Une cabane à sucre nouveau genre pour Érable et Chalumeaux

À croire que le sirop d’érable coule dans les veines de Stéphane Guay et Édith Bonneau tellement ils en sont passionnés. Afin d’améliorer la qualité du produit de l’érable, le couple de biologistes de Saint-François s’est doté d’un outil répondant à tous leurs besoins : une cabane à sucre nouveau genre.

Nouveau genre, car elle n’a de cabane à sucre que le nom.

« Nous nous sommes installés à l’île d’Orléans il y a deux ans afin de construire, près de notre résidence un équipement qui nous permettrait d’effectuer tous nos travaux liés à l’acériculture », a affirmé M. Guay.

Complétée à la fin novembre, la bâtisse érigée en bois, pièce sur pièce, dans un style d’époque, servira d’abord de laboratoire de recherche.

Connu sous le sobriquet d’Érable et Chalumeaux, le couple s’est donné une installation à la fine pointe de la technologie pour effectuer des tests sur les sirops afin de répondre à la question qui les turlupine depuis des années : existe-t-il des terroirs en acériculture ?

« Ce printemps, nous allons nous procurer des barils de sirop concentré en provenance de trois régions du Québec : les Appalaches, les Laurentides et les Basses-terres du Saint-Laurent. Nous choisirons trois producteurs par région et nous ferons bouillir le sirop de la même façon. Les neuf types de sirop seront numérotés », a ajouté M. Guay qui donne des conférences sur l’acériculture depuis plus de 25 ans au Québec, en Ontario, au Nouveau-Brunswick et au Vermont.

Des ateliers de dégustation seront ensuite proposés afin de déterminer si des regroupements se produisent ou non. La cabane à sucre, qui mesure 24 pi de largeur par 28 pi de longueur et 20 pi de hauteur accueillera aussi des ateliers de formation de 12 à 20 personnes.

« Lors de mes conférences, qui attirent des centaines de personnes, je ne peux pas répondre à toutes les questions. En organisant des ateliers de formation, je pourrai répondre aux gens individuellement », a renchéri M. Guay.
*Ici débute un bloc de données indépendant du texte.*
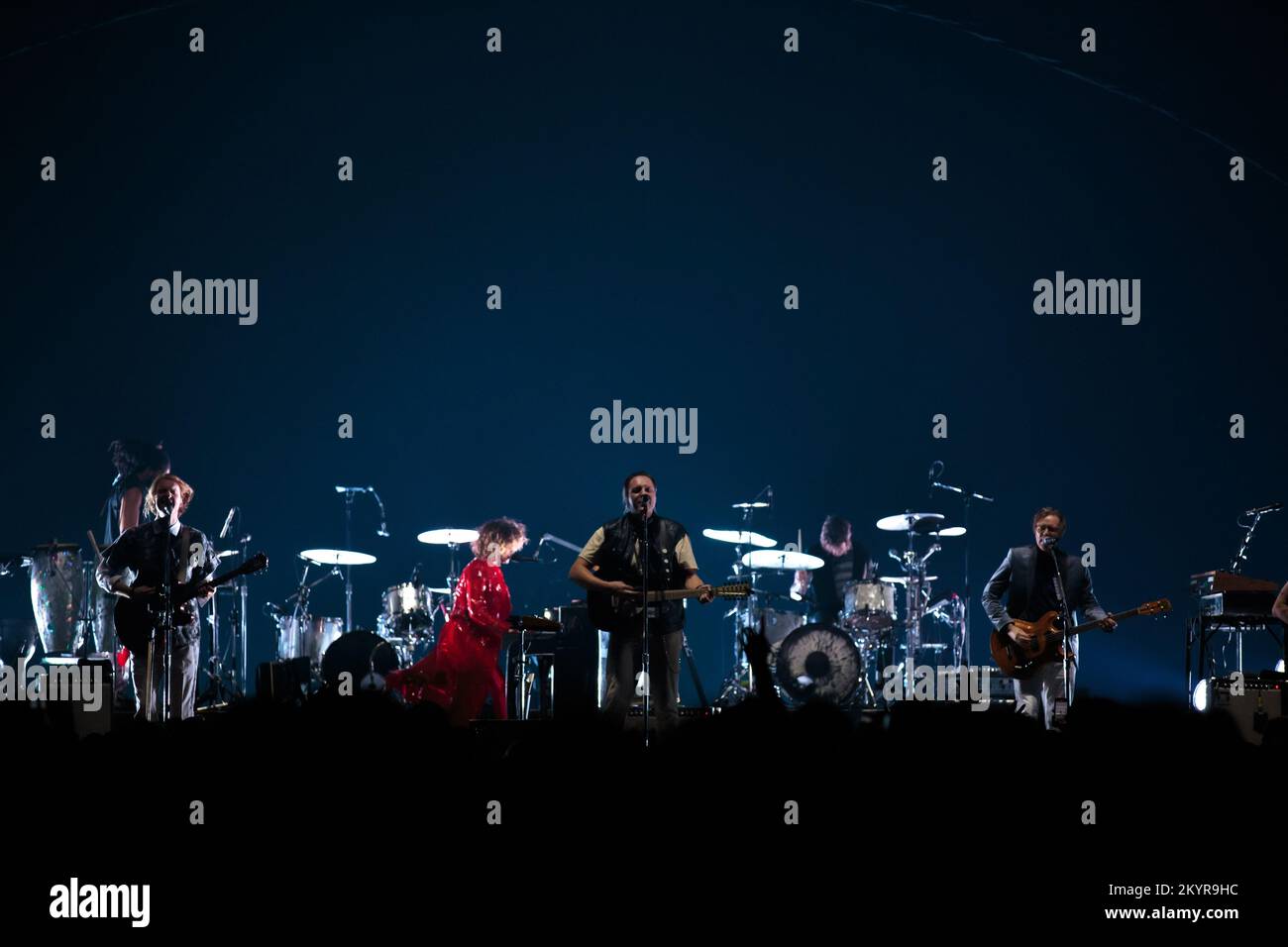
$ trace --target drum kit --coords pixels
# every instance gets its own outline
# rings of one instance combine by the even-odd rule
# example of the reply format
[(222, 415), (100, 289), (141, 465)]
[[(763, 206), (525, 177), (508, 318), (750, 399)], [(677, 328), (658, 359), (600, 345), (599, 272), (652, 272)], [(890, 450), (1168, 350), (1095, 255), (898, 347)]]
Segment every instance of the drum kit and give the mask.
[[(352, 612), (352, 581), (348, 569), (371, 566), (376, 557), (352, 549), (304, 549), (299, 558), (304, 562), (299, 588), (281, 604), (264, 606), (267, 615), (277, 622), (277, 660), (307, 658), (314, 683), (331, 682), (340, 671), (348, 670), (354, 656), (361, 661), (355, 680), (366, 675), (384, 675), (395, 667), (406, 667), (417, 657), (431, 651), (438, 642), (442, 622), (451, 613), (455, 590), (460, 579), (457, 554), (460, 546), (478, 539), (475, 530), (426, 530), (417, 540), (428, 545), (447, 546), (450, 571), (442, 586), (420, 581), (420, 564), (406, 582), (390, 585), (381, 595), (381, 609), (376, 616), (375, 631), (346, 627), (344, 618), (318, 617), (309, 611), (309, 595), (314, 588), (332, 577), (345, 579), (346, 609)], [(309, 572), (322, 568), (321, 577), (310, 581)], [(341, 568), (345, 571), (341, 572)], [(359, 640), (361, 639), (361, 640)], [(375, 680), (375, 678), (371, 678)], [(334, 682), (332, 682), (334, 683)]]
[[(961, 665), (966, 603), (954, 591), (935, 594), (939, 577), (927, 575), (926, 564), (943, 549), (940, 540), (965, 536), (963, 527), (945, 526), (939, 513), (907, 510), (882, 517), (876, 523), (878, 530), (907, 536), (904, 550), (890, 550), (902, 575), (845, 582), (838, 589), (841, 611), (810, 621), (800, 595), (772, 591), (762, 582), (773, 573), (814, 572), (824, 560), (801, 551), (800, 541), (777, 549), (775, 540), (753, 532), (753, 512), (768, 505), (759, 497), (734, 504), (734, 509), (743, 510), (743, 528), (702, 531), (707, 539), (734, 546), (730, 581), (750, 581), (752, 588), (751, 597), (725, 615), (733, 620), (733, 671), (721, 687), (717, 706), (739, 702), (755, 687), (743, 651), (743, 629), (764, 629), (773, 684), (788, 706), (814, 700), (875, 709), (884, 705), (882, 669), (895, 667), (911, 687), (911, 675), (920, 665)], [(920, 546), (927, 541), (922, 551)], [(743, 551), (746, 546), (753, 548)], [(876, 563), (867, 566), (864, 575), (875, 576)], [(948, 640), (942, 640), (945, 636)]]

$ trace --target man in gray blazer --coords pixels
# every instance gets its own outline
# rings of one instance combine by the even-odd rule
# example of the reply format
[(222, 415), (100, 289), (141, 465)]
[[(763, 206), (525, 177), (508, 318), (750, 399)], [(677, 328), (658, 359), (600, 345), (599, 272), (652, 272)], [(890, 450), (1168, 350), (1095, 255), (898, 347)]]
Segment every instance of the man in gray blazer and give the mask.
[[(1091, 590), (1091, 573), (1082, 564), (1082, 559), (1056, 546), (1068, 522), (1060, 510), (1054, 506), (1039, 509), (1033, 514), (1034, 544), (1011, 549), (984, 588), (984, 611), (992, 620), (993, 627), (1009, 635), (1012, 642), (1027, 644), (1030, 640), (1029, 633), (1014, 624), (1016, 620), (1037, 621), (1047, 612), (1063, 615), (1061, 600), (1069, 603), (1074, 621), (1106, 617), (1105, 609), (1100, 607)], [(1057, 573), (1063, 582), (1056, 582)], [(1007, 597), (1005, 607), (1002, 595)], [(1106, 631), (1113, 631), (1115, 624), (1109, 620), (1104, 627)], [(1037, 716), (1041, 703), (1047, 728), (1063, 723), (1056, 719), (1056, 701), (1063, 701), (1065, 706), (1073, 702), (1078, 638), (1070, 640), (1068, 693), (1064, 685), (1063, 661), (1043, 662), (1032, 676), (1015, 682), (1015, 709), (1028, 716)]]

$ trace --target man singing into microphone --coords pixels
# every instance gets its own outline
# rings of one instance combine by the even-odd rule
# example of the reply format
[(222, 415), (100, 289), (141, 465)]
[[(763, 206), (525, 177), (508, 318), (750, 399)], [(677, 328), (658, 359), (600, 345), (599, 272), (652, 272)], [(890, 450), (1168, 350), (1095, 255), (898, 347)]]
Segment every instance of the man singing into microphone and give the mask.
[[(635, 675), (643, 655), (643, 603), (639, 600), (643, 572), (640, 539), (648, 535), (648, 588), (701, 589), (706, 604), (711, 586), (698, 577), (698, 562), (685, 528), (674, 519), (654, 515), (657, 481), (643, 470), (622, 483), (626, 512), (595, 530), (573, 560), (568, 579), (586, 589), (591, 620), (608, 635), (608, 693), (604, 710), (618, 725), (626, 724), (635, 692)], [(617, 597), (617, 606), (609, 597)], [(656, 602), (648, 609), (649, 701), (657, 714), (658, 732), (679, 723), (680, 651), (684, 635), (684, 602)]]
[[(1009, 635), (1018, 644), (1028, 644), (1032, 635), (1014, 622), (1037, 621), (1047, 612), (1064, 613), (1061, 602), (1069, 603), (1070, 615), (1077, 609), (1081, 621), (1105, 618), (1091, 590), (1091, 573), (1082, 559), (1057, 548), (1064, 536), (1066, 522), (1064, 514), (1054, 506), (1043, 506), (1033, 514), (1034, 545), (1011, 549), (997, 572), (984, 588), (984, 611), (993, 626)], [(1063, 582), (1056, 581), (1059, 571)], [(1006, 607), (1002, 595), (1010, 593)], [(1117, 622), (1106, 618), (1105, 631), (1113, 631)], [(1063, 722), (1054, 719), (1056, 701), (1065, 706), (1073, 702), (1073, 678), (1078, 661), (1078, 636), (1072, 638), (1069, 652), (1069, 691), (1064, 688), (1064, 661), (1039, 664), (1033, 675), (1015, 682), (1015, 709), (1028, 716), (1038, 715), (1041, 702), (1046, 727), (1059, 727)]]
[[(146, 598), (160, 591), (165, 576), (165, 557), (170, 557), (171, 588), (209, 576), (215, 571), (215, 548), (200, 530), (184, 526), (179, 517), (192, 502), (193, 490), (174, 474), (161, 474), (148, 487), (147, 509), (152, 522), (134, 526), (103, 550), (98, 564), (98, 584), (107, 591), (126, 598)], [(180, 609), (174, 624), (170, 646), (170, 715), (187, 719), (197, 698), (197, 652), (201, 648), (201, 625), (194, 603), (206, 603), (214, 589), (204, 586), (200, 598)], [(131, 655), (134, 683), (142, 715), (157, 719), (157, 689), (161, 683), (161, 648), (156, 639), (152, 678), (148, 679), (147, 649)]]

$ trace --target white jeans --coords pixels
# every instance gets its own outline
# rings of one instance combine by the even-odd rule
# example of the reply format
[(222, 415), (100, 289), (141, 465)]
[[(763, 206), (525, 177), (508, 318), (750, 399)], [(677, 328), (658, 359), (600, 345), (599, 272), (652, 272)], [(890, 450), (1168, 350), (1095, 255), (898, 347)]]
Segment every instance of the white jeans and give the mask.
[[(1077, 676), (1078, 665), (1069, 662), (1069, 703), (1073, 703), (1073, 680)], [(1064, 662), (1046, 661), (1037, 666), (1033, 675), (1015, 682), (1015, 710), (1025, 716), (1038, 716), (1041, 707), (1042, 718), (1047, 729), (1051, 729), (1051, 718), (1055, 715), (1055, 702), (1064, 697)]]
[[(160, 716), (160, 691), (161, 685), (161, 639), (156, 640), (156, 649), (152, 656), (152, 687), (147, 687), (148, 652), (134, 655), (134, 691), (139, 701), (139, 715), (146, 720), (156, 720)], [(175, 642), (170, 648), (170, 719), (187, 720), (193, 715), (197, 702), (197, 655), (201, 651), (201, 639), (197, 638), (189, 644)], [(151, 697), (149, 697), (151, 693)]]

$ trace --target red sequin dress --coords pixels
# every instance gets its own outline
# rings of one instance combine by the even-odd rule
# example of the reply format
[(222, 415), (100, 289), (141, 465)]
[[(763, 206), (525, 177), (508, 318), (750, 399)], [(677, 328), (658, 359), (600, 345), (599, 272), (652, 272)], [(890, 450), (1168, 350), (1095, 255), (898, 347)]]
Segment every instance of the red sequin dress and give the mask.
[(453, 727), (468, 725), (491, 694), (493, 711), (504, 720), (505, 683), (497, 656), (509, 618), (510, 589), (501, 567), (475, 559), (461, 573), (438, 646), (411, 667), (392, 671), (389, 688), (408, 703), (434, 701), (447, 710)]

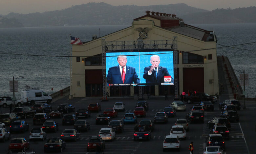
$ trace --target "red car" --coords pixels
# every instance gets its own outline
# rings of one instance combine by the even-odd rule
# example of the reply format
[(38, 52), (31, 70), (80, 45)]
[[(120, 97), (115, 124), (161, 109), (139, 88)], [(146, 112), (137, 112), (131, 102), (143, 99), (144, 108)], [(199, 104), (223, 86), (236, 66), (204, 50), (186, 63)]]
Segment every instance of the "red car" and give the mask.
[(98, 103), (91, 103), (88, 106), (88, 110), (90, 111), (99, 111), (101, 110), (101, 106)]
[(136, 116), (146, 117), (146, 111), (143, 107), (136, 107), (134, 109), (134, 114)]
[(23, 137), (12, 139), (9, 144), (9, 150), (12, 151), (18, 150), (25, 152), (29, 149), (29, 143)]
[(117, 112), (113, 108), (107, 108), (103, 112), (103, 114), (108, 114), (109, 116), (112, 118), (117, 117)]

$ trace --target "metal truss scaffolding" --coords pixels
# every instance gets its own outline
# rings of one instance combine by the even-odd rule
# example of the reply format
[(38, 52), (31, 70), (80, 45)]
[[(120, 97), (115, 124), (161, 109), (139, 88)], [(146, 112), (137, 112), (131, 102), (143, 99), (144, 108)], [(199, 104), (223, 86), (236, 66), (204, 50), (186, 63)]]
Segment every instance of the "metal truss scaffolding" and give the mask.
[[(147, 50), (165, 50), (169, 49), (173, 50), (175, 50), (177, 51), (177, 37), (174, 37), (175, 40), (151, 40), (146, 41), (140, 39), (138, 38), (137, 41), (106, 41), (105, 38), (102, 38), (101, 41), (102, 50), (102, 75), (103, 75), (103, 97), (102, 100), (107, 99), (107, 94), (106, 92), (106, 53), (113, 51), (146, 51)], [(175, 49), (174, 48), (176, 48)], [(175, 57), (175, 52), (174, 51), (174, 57)], [(177, 59), (177, 58), (176, 58)], [(175, 62), (178, 61), (176, 59)], [(177, 85), (177, 68), (176, 65), (174, 68), (175, 85), (175, 90), (176, 90), (176, 87), (177, 87), (178, 90), (178, 86)], [(176, 71), (175, 71), (176, 70)], [(175, 78), (176, 77), (176, 78)], [(140, 86), (139, 89), (139, 99), (142, 97), (142, 88), (141, 86)], [(178, 94), (178, 91), (177, 93)], [(176, 92), (175, 91), (175, 94)]]

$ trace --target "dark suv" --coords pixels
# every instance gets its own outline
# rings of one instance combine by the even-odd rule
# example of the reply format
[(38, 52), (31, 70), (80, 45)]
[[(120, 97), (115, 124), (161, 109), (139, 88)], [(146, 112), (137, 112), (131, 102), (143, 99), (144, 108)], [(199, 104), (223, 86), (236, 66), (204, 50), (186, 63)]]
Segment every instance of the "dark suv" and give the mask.
[(230, 121), (236, 122), (239, 121), (239, 116), (236, 111), (233, 110), (224, 111), (221, 115), (226, 118)]
[(36, 113), (33, 118), (33, 124), (34, 125), (37, 124), (42, 125), (46, 120), (50, 120), (50, 117), (45, 113)]
[(221, 134), (224, 138), (227, 138), (228, 140), (229, 139), (229, 131), (224, 125), (214, 125), (213, 128), (210, 130), (210, 134)]
[(205, 146), (218, 146), (225, 150), (225, 142), (221, 134), (209, 134), (205, 140)]
[(50, 112), (52, 110), (52, 106), (47, 103), (38, 103), (34, 104), (32, 107), (37, 113)]
[(214, 118), (208, 122), (207, 126), (208, 128), (212, 129), (215, 125), (224, 125), (229, 130), (231, 128), (231, 125), (228, 119), (224, 117)]
[(32, 116), (33, 117), (36, 113), (35, 110), (33, 110), (28, 106), (17, 107), (12, 110), (14, 113), (23, 119), (26, 119), (27, 117)]

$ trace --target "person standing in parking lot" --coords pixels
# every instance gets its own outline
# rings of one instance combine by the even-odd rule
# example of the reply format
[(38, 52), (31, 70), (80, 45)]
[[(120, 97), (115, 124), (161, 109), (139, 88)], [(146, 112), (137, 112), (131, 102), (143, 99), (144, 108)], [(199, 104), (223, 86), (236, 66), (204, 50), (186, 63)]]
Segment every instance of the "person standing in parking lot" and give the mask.
[(191, 143), (189, 144), (189, 147), (188, 149), (190, 152), (190, 154), (193, 154), (193, 151), (194, 151), (194, 146), (193, 146), (193, 142), (191, 142)]

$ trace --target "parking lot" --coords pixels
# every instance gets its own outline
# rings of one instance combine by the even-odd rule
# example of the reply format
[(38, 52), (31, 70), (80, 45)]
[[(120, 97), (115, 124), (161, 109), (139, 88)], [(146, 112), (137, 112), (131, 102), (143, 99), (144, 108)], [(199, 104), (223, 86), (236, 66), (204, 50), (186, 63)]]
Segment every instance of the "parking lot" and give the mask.
[[(142, 119), (153, 120), (156, 113), (161, 112), (165, 107), (168, 107), (171, 101), (164, 101), (163, 98), (158, 99), (152, 99), (147, 100), (149, 103), (149, 109), (147, 112), (146, 117), (139, 117), (138, 122)], [(169, 99), (169, 100), (171, 99)], [(100, 100), (96, 98), (80, 98), (69, 100), (63, 98), (55, 102), (52, 103), (53, 109), (56, 109), (58, 105), (63, 103), (71, 103), (75, 107), (75, 110), (79, 108), (87, 108), (91, 103), (99, 102), (102, 106), (102, 109), (100, 112), (103, 112), (107, 107), (113, 106), (116, 102), (122, 101), (126, 104), (126, 110), (124, 111), (118, 111), (117, 117), (113, 118), (113, 120), (120, 120), (123, 118), (125, 113), (133, 112), (138, 101), (131, 99), (113, 99), (109, 101), (101, 102)], [(121, 133), (117, 133), (116, 138), (113, 142), (106, 142), (106, 149), (104, 153), (166, 153), (168, 152), (162, 151), (162, 144), (165, 136), (168, 135), (172, 126), (175, 123), (178, 118), (184, 118), (185, 116), (194, 104), (186, 104), (186, 111), (177, 111), (176, 117), (170, 117), (168, 122), (166, 124), (156, 124), (155, 129), (152, 132), (152, 138), (149, 141), (134, 141), (133, 135), (134, 133), (134, 124), (125, 124), (123, 132)], [(207, 127), (207, 123), (213, 118), (219, 116), (220, 110), (219, 110), (218, 102), (214, 104), (215, 110), (213, 111), (205, 111), (204, 124), (190, 124), (189, 131), (186, 132), (186, 139), (181, 141), (181, 149), (179, 152), (171, 150), (169, 153), (186, 154), (189, 152), (188, 146), (191, 141), (194, 143), (194, 153), (202, 153), (203, 150), (205, 147), (205, 138), (209, 134), (209, 130)], [(4, 112), (8, 112), (9, 108), (2, 108)], [(68, 114), (74, 113), (74, 112)], [(98, 113), (92, 112), (90, 117), (85, 118), (91, 124), (91, 129), (87, 132), (81, 132), (80, 140), (76, 142), (67, 141), (66, 149), (64, 150), (63, 153), (94, 153), (95, 152), (88, 152), (87, 151), (87, 145), (90, 138), (92, 136), (97, 136), (101, 128), (107, 127), (107, 125), (97, 125), (95, 124), (95, 119)], [(64, 115), (65, 114), (64, 114)], [(52, 120), (53, 120), (52, 119)], [(62, 126), (62, 119), (54, 119), (59, 125), (59, 130), (56, 133), (48, 133), (47, 138), (60, 137), (60, 134), (65, 129), (73, 128), (73, 125)], [(30, 130), (33, 127), (40, 127), (41, 125), (33, 125), (32, 118), (29, 117), (25, 120), (30, 125)], [(25, 137), (28, 140), (30, 131), (25, 132), (23, 133), (16, 133), (12, 134), (11, 138), (14, 137)], [(244, 138), (243, 133), (239, 123), (231, 123), (231, 130), (230, 131), (230, 139), (228, 141), (225, 141), (226, 144), (226, 153), (249, 153), (245, 140)], [(10, 141), (8, 141), (5, 143), (1, 143), (0, 145), (2, 147), (1, 153), (6, 153), (8, 149)], [(32, 141), (30, 142), (30, 148), (28, 151), (35, 151), (37, 153), (43, 153), (44, 144), (45, 141)]]

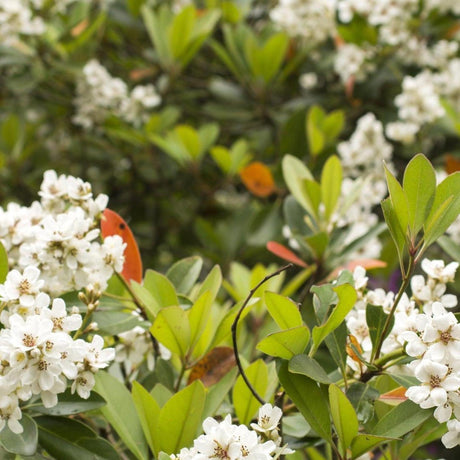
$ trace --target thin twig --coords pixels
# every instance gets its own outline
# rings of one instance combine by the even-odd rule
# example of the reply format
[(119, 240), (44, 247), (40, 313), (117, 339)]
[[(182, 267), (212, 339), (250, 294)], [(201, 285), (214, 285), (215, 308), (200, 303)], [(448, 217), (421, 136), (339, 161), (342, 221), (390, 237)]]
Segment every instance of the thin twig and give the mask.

Le couple, qui produit des capsules vidéo hebdomadaires sur le site internet erable-chalumeaux.ca utilisera sa nouvelle cabane à sucre pour effectuer le tournage de productions visionnées à plus d’un million de reprises annuellement.

Le cœur de la cabane à sucre

Dès que l’on franchit le seuil de la porte de la cabane à sucre, notre regard se dirige vers l’évaporateur au bois avec fenêtre qui montre le feu tel un foyer dans une résidence.

« Ce petit évaporateur créé par les Équipements Lapierre nous permettra de faire des tests de saveurs dans le cadre de notre projet des terroirs au Québec. Comprenant un séparateur pour le concentrateur de sucre, l’évaporateur est conçu pour être un générateur de saveur. Il n’est pas axé sur la vitesse. L’eau va mijoter longtemps, ce printemps. En plus, il sert de fournaise en hiver », a précisé Stéphane Guay.

Des équipements ont aussi été installés dans la forêt d’érables à côté de la cabane à sucre.

« Nous avons placé des points d’observation afin de savoir, au printemps, où en est rendue l’eau en comparaison avec la racine de l’arbre. Nous allons prendre la température dans l’arbre afin de comprendre pourquoi l’érable est capable d’absorber de l’eau. L’effet du vent sur la température interne de l’arbre sera aussi pris en compte », a pour sa part mentionné Édith Bonneau.

Un arbre témoin avec tubulure plantée dans le bas et se rendant jusqu’à 14 pieds de hauteur servira de niveau afin de prédire les coulées avec sucre du lendemain.